Joel T. Hamilton goes on record

A new sound, a new ambition

Joel T. Hamilton is part of a dying breed of musicians. Though many are still granted the epithet, there aren’t a lot of real “indie rockers” left in today’s music industry. The do-it-yourself, truly independent mentality artists used to adhere to has largely been replaced by corporate-run marketing schemes and promotional campaigns.

Hamilton says he still prefers working for his independent Shrimp Records label to being signed to major label Universal.

“It’s like the little guy putting his dukes up,” he says of the label he shares with several locals. “The little guy’s swimming against the current, fighting the good fight. It’s something we all associated ourselves with.”

When Hamilton was just 16 years old, he formed alternative pop-rock band the Working Title, and they released an acclaimed debut.

Two years later, the band joined Universal. Now, six years and two Working Title albums later, the Charleston native is about to release his first album on the local label he helped start.

“The Working Title started out with a few close high school friends,” says Hamilton. “They ended up parting ways with the band over the years. It came down to just me. Now I want to make something apart from all that.”

Out of the four members of the Working Title, Hamilton alone has decided to stay in the music business. This week, he will release Feels Like We’re Going to Win, a self-produced solo album uncluttered with the soaring electric-guitar riffs and flourishing wails of emotion of the Universal releases.

Hamilton seems to have finished what he started on his first indie solo collection Bone Island, fully replacing electric atmospherics with an array of oddball instruments and a folky acoustic sound.

Rife with accordion-led rhythms, haunting melodies, and a variety of analog instrumentation, Hamilton has produced a captivating indie-rock aesthetic.

He recorded most of the new tracks at his home studio with Michael Trent (of Shovels & Rope, the Films) on bass and Jack Burg on drums. Though he didn’t consciously choose to cultivate this new sound, he stumbled upon it through continually challenging himself to sound different from past material.

“I think I hear myself six months to a year after I’ve recorded something and unconsciously want to change what I did,” says Hamilton. “I don’t know if it’s just for the sake of change. I feel like it’s a normal thing, but maybe it’s not, to be your own number one critic.”

The Shrimp Records family is comprised of several Charleston-based songwriters, including Trent and Cary Ann Hearst (both of Shovels & Rope), Owen Beverly, Sadler Vaden (of Leslie), and Bill Carson (of the Garage Cuban Band). Though Hamilton admits it’s currently more of a co-op or “maybe even a support group” than a real label, he hopes to eventually expand by attracting more Lowcountry musicians.

“It’s an idea we all have had for a long time, running our own careers and our own company — if you can call it a company. It’s something we’ve been building from the ground up,” says Hamilton.
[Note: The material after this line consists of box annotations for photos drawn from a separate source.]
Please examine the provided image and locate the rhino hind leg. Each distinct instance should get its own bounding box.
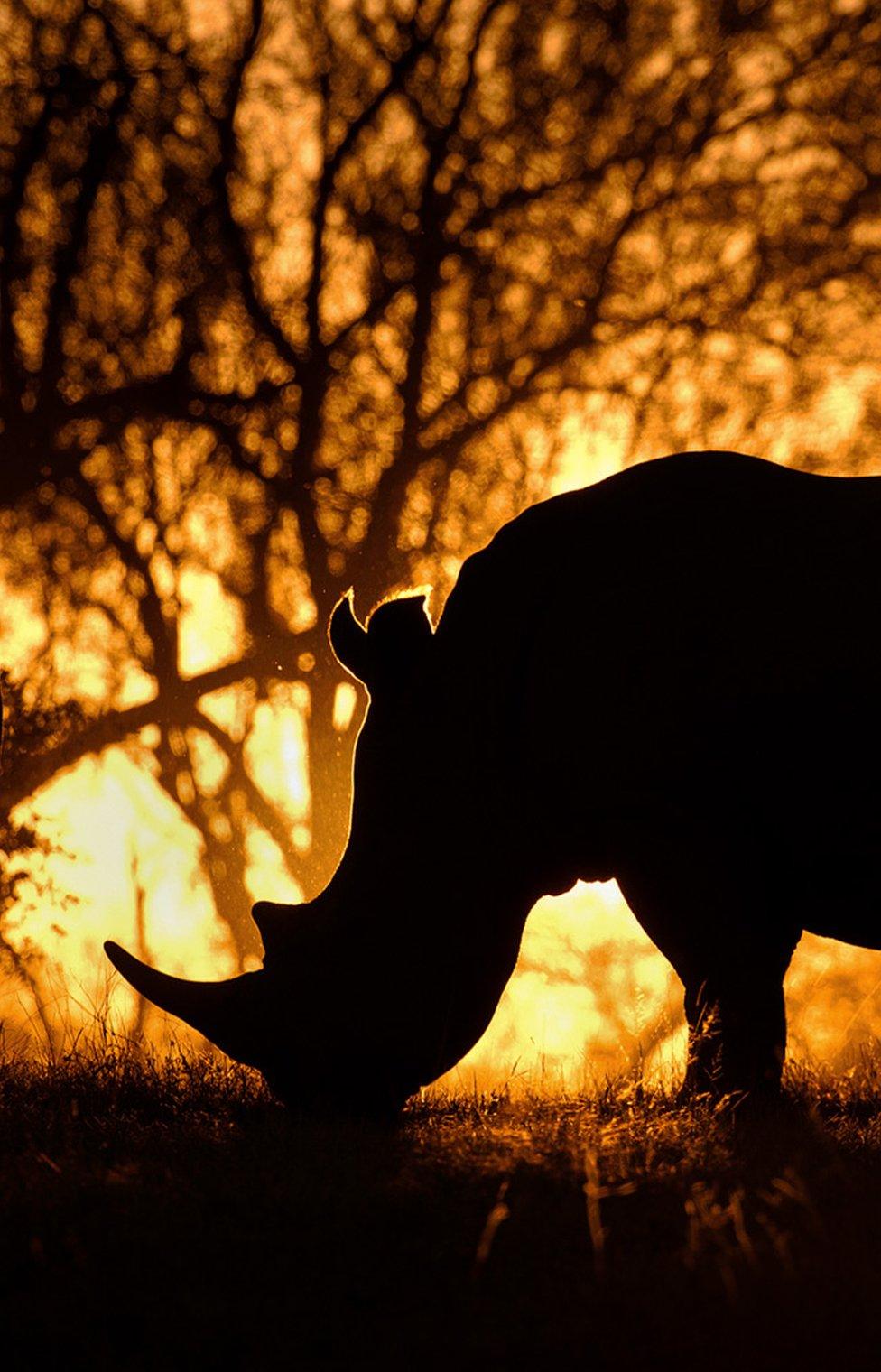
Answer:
[674,940,794,1096]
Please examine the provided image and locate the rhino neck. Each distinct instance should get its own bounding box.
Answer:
[313,842,533,1090]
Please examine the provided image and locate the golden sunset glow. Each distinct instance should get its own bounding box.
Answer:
[0,0,881,1089]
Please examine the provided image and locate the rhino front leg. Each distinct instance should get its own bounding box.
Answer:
[619,844,802,1095]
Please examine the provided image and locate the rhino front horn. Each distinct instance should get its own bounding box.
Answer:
[105,942,262,1061]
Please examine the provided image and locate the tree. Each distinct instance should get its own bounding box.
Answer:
[0,0,881,1048]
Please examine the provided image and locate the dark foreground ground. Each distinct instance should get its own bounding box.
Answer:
[0,1052,881,1372]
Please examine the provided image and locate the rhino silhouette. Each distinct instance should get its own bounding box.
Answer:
[106,453,881,1110]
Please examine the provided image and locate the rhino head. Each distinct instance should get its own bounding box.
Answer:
[105,596,439,1113]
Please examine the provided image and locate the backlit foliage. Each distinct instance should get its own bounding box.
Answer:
[0,0,881,1070]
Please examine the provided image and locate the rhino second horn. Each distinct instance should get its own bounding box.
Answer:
[105,941,261,1061]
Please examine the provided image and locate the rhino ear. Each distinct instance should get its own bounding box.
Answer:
[329,591,432,689]
[367,594,432,650]
[328,590,370,681]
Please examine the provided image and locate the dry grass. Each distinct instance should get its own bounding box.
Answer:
[0,1040,881,1372]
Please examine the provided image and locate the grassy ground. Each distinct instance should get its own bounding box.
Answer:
[0,1048,881,1372]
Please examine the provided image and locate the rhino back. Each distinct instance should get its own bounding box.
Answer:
[436,453,881,877]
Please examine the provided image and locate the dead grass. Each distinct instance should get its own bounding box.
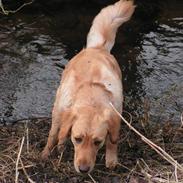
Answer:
[0,114,183,183]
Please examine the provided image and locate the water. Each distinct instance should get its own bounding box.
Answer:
[0,1,183,122]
For the first time in his musical career, he decided to release music on vinyl. Though albums are more expensive to produce this way, he values the distinct sound quality and the ability to better showcase his album’s artwork — a basic mountain scene drawn in pencil and flipped upside down — on a bigger surface.

“There’s something special about hearing music on vinyl that a lot of people are drawn to,” observes Hamilton. “I think most people at this point buy a CD and put it on their computer, MP3 player, and then toss the CD out — or put it in a stack in the corner in their room.

“Vinyl is so much more of a piece of art,” he adds. “It showcases the artwork for your record in a much bigger medium.”

Just in case the intrinsic artistic merit of a vinyl record isn’t enough for people to spend the extra cash, Hamilton says that he’s also going to give a free digital copy of the CD to everyone who purchases a copy of the vinyl.

In the past six months, he traveled to New York City to perform with one of his musical side projects, the InLaws (alongside Beverly), and to Germany to tour with his friends the Films, who were short a bassist player. However, he still says he has no urge to leave Charleston.

Hamilton claims that his ambition isn’t to be the next Conor Oberst or Bob Dylan, but only to be able to garner enough Charleston support to live off his music in the Lowcountry.

“I think everybody in their hometown has an urge to get away, but throughout my life I’ve gotten out of Charleston a whole lot — and sort of satisfied that urge,” he says. “Now, there’s a greater urge to build something here.”